Les éleveurs d’usines à chiots peuvent épuiser la génétique d’une race populaire en un rien de temps, mais cela ne semble pas s’appliquer lorsqu’il s’agit du bulldog. « Lorsque nous avons analysé les chiens qui sont venus à la clinique pour des problèmes de santé, qui avaient tendance à être des bulldogs plus communs ou de type animalerie, ils étaient génétiquement identiques aux chiens enregistrés et bien élevés », dit-il. « Les usines ne produisent pas des chiens qui sont génétiquement très différents, d’après ce que nous avons pu voir, de ceux qui sont élevés correctement. »

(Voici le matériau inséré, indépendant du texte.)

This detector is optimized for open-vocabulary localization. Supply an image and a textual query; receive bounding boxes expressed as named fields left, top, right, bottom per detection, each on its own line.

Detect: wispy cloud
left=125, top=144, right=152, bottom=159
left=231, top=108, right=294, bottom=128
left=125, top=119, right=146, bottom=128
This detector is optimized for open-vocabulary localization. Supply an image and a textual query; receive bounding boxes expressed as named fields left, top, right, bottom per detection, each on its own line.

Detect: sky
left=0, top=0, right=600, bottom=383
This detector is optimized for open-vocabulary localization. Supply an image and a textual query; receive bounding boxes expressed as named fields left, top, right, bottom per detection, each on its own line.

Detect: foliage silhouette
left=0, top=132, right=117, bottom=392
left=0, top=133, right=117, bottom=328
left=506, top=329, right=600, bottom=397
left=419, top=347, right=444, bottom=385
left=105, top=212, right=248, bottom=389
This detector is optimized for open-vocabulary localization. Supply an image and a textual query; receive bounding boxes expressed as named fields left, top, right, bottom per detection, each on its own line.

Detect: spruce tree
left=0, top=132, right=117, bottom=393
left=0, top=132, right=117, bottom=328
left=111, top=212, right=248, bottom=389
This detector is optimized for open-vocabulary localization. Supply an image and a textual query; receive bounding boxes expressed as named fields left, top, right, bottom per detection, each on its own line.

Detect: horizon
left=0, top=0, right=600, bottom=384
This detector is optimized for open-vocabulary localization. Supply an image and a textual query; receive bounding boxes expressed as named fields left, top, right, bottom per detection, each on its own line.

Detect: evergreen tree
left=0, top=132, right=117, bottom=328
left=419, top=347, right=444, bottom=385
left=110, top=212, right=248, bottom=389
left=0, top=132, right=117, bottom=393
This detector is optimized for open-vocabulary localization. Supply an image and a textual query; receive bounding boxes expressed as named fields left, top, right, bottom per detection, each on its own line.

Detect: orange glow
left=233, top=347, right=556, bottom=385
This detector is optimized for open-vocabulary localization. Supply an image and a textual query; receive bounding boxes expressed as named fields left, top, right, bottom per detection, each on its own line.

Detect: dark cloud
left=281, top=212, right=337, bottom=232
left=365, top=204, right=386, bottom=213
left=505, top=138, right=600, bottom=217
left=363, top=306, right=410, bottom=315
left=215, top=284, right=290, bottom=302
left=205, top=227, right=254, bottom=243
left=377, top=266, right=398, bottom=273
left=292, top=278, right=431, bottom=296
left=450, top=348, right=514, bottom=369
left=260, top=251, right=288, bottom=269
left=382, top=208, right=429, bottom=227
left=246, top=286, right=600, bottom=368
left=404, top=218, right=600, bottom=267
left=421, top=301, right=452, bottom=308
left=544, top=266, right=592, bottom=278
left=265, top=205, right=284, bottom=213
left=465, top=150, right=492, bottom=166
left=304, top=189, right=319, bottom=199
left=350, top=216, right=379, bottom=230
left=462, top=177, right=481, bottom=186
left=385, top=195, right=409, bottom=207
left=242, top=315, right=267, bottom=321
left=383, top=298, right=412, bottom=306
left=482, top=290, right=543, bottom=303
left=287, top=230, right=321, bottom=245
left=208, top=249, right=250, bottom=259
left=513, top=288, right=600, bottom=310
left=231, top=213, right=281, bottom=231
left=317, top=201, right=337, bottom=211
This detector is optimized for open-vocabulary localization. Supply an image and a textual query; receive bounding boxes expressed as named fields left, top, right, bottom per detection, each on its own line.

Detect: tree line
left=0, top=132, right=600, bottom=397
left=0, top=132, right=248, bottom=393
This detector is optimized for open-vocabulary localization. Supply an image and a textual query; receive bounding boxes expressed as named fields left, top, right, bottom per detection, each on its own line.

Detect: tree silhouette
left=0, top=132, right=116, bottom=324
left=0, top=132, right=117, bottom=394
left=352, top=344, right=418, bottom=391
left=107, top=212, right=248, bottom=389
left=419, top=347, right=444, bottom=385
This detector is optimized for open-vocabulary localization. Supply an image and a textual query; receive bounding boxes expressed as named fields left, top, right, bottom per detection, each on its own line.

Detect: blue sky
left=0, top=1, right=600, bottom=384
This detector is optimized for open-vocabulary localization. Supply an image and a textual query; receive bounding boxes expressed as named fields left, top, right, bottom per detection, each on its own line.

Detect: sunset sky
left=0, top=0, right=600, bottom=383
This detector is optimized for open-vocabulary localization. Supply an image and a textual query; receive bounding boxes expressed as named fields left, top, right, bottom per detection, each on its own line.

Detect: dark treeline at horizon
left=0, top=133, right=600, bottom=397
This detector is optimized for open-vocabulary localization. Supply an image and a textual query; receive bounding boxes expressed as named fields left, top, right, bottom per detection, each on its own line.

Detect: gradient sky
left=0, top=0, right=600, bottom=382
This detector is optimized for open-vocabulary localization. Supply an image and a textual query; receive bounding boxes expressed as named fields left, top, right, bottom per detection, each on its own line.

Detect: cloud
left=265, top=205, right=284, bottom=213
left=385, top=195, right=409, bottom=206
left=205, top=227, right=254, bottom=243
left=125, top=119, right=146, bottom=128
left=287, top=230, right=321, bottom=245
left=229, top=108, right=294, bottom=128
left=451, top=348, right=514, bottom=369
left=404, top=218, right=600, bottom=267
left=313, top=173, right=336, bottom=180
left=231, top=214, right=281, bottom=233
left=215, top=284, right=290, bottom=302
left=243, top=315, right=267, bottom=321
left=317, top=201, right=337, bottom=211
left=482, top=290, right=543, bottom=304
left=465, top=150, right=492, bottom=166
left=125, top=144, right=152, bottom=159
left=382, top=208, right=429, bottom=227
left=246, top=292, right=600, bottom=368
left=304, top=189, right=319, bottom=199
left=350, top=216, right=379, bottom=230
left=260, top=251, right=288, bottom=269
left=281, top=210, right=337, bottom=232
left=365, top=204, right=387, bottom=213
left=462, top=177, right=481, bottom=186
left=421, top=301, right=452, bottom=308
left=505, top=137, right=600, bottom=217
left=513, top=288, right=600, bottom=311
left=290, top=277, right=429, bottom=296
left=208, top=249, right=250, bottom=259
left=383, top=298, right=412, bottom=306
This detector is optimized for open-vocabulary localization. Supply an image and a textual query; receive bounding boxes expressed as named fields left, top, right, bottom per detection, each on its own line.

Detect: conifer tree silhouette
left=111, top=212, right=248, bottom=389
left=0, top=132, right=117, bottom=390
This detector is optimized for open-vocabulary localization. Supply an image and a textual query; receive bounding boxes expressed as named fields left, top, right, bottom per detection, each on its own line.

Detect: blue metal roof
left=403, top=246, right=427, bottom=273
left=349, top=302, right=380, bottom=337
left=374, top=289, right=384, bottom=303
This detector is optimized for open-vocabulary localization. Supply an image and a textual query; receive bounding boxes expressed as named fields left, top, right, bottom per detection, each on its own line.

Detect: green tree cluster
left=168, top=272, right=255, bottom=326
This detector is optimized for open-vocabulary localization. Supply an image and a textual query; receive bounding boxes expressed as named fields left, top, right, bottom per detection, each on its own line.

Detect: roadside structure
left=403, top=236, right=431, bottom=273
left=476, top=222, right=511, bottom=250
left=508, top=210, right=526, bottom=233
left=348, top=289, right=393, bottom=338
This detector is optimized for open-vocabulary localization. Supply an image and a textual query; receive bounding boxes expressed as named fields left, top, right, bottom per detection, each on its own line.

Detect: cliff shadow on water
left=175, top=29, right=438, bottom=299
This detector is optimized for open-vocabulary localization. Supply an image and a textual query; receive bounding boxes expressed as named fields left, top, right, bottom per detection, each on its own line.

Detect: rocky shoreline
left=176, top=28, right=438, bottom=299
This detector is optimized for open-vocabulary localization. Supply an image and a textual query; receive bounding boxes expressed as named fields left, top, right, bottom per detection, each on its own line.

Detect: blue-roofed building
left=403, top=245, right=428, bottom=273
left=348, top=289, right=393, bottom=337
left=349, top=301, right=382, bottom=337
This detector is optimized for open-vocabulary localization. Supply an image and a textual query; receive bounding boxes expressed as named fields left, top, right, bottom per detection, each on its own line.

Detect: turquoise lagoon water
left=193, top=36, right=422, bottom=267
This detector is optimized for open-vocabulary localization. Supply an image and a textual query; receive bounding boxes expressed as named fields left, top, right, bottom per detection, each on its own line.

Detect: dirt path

Comprendre la diversité génétique est crucial pour gérer l’avenir de toute race, dit Aimée Llewellyn-Zaidi, responsable de la santé et de la recherche au Kennel Club (l’homologue britannique de l’AKC). Son organisation a participé à des recherches génétiques, notamment en fournissant des sujets canins pour une étude génétique de 2015 publiée dans Canine Genetics and Epidemiology qui estimait le taux de perte de diversité génétique au sein des chiens de race. Cette étude a révélé que les bulldogs pourraient bénéficier d’une modeste reconstitution de la diversité génétique grâce à l’utilisation d’animaux importés, ce qui pourrait être une piste pour améliorer la génétique des bulldogs.

« Il serait très intéressant d’utiliser des outils génomiques pour étudier la race du bulldog au niveau mondial, car il est bien établi que les races qui se sont développées de manière isolée au fil du temps peuvent être utilisées pour améliorer la diversité génétique globale et la sélection pour des caractéristiques positives, au niveau mondial », déclare Llewellyn-Zaidi, qui n’a pas participé à la recherche.

Certains éleveurs prennent déjà des mesures pour améliorer le sort de l’adorable chien. En 2009, le Kennel Club a modifié la réglementation relative aux bouledogues afin de décourager la reproduction dans le but d’exagérer des caractéristiques telles que les museaux courts ou la peau lâche que les humains trouvent désirables mais qui ont des effets néfastes sur la santé des chiens. Cela signifie des bulldogs plus maigres et moins ridés, afin que les yeux et le nez ne soient pas masqués. D’autres créent des races de bulldogs mixtes sans pedigree, comme le Olde English Bulldogge et le Continental Bulldog, qui ressemblent davantage à des retours en arrière vers les ancêtres plus athlétiques du bulldog.

Si ces races hybrides prennent de l’ampleur, l’avenir du bulldog pourrait ressembler un peu plus à son passé – et certainement beaucoup plus brillant. Mais cela ne se produira que si davantage d’éleveurs décident d’embrasser quelque chose d’un peu différent des chiens qu’ils connaissent et aiment maintenant.